An account, by the former director of the Globe Theater in London, of the adventure of taking Shakespeare’s tragedy to nearly 200 countries across the world.
Hamlet Globe to Globe is a compulsively readable, intensely personal chronicle of performances in places as various as Djibouti and Gdansk, Taipei and Bogotá. The book is in large part a tribute to the perils and pleasures of touring...they would fly in, hastily assemble their set, unpack their props and costumes, shake hands with officials, give interviews to the local press, and mount the stage for two and a half hours of ghostly haunting, brooding soliloquies, madcap humor, impulsive stabbing, feigned and real madness, graveside grappling, swordplay and the final orgy of murder.
...[a] irresistible new book ... He covers the triumphs and the low points, shares some gossip, airs grievances against those who criticized the project (the company’s unsuccessful effort to perform in North Korea generated controversy), and every now and then has an epiphany about the meaning of it all ... [Dromgoole] delves into the play’s history, grapples with its themes, and offers a passionate case for its enduring relevance ... The logistics of the world tour are themselves fascinating, from the difficulty of procuring visas to the caprices of air travel to the pressure of creating a portable production that could be mounted and taken down within a couple of hours.

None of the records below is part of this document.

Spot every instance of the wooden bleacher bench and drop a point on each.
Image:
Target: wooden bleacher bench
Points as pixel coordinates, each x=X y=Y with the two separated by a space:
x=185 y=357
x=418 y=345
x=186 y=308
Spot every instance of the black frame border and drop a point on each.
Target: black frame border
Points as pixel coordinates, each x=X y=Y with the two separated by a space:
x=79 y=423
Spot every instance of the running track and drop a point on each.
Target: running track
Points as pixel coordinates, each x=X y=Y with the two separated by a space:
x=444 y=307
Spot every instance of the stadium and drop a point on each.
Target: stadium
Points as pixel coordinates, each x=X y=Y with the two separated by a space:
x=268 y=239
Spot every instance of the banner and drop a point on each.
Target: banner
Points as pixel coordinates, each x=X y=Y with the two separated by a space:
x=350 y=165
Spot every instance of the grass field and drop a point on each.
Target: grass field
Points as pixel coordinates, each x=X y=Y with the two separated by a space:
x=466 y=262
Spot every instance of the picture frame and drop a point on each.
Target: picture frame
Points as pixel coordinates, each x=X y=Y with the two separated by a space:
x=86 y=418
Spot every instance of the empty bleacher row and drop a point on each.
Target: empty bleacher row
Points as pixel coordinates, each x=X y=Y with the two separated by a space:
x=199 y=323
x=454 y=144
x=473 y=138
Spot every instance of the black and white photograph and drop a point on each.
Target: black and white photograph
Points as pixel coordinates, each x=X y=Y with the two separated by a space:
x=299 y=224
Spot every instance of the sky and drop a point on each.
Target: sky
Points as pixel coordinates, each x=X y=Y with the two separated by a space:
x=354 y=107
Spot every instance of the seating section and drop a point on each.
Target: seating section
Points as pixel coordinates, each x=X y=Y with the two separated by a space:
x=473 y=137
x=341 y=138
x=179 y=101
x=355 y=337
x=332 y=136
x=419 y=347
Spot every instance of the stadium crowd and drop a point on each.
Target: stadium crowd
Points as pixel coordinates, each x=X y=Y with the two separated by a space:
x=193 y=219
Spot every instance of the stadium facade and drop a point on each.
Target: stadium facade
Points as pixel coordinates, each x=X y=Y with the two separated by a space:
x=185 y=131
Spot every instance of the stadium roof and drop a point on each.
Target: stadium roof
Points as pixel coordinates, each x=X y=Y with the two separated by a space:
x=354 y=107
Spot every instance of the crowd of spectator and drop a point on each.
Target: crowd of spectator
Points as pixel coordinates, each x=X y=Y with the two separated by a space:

For all its excitements, the journey must have been a slog, and the book has something of that feel, too. Dromgoole joined the travellers only intermittently, and his descriptions, while atmospheric, often have a scrambled, straight-off-the-plane quality, with every after-show drink or impromptu chat ransacked for significance ... Dromgoole is at his best on home turf, roaming around the vastnesses of Shakespeare’s longest script. There’s good nitty-gritty on the practicalities of staging, and some battle-hardened textual insights ... There is no doubting their courage, but why are his actors visiting all these countries? As with so many questions in Hamlet, this one doesn’t really find an answer.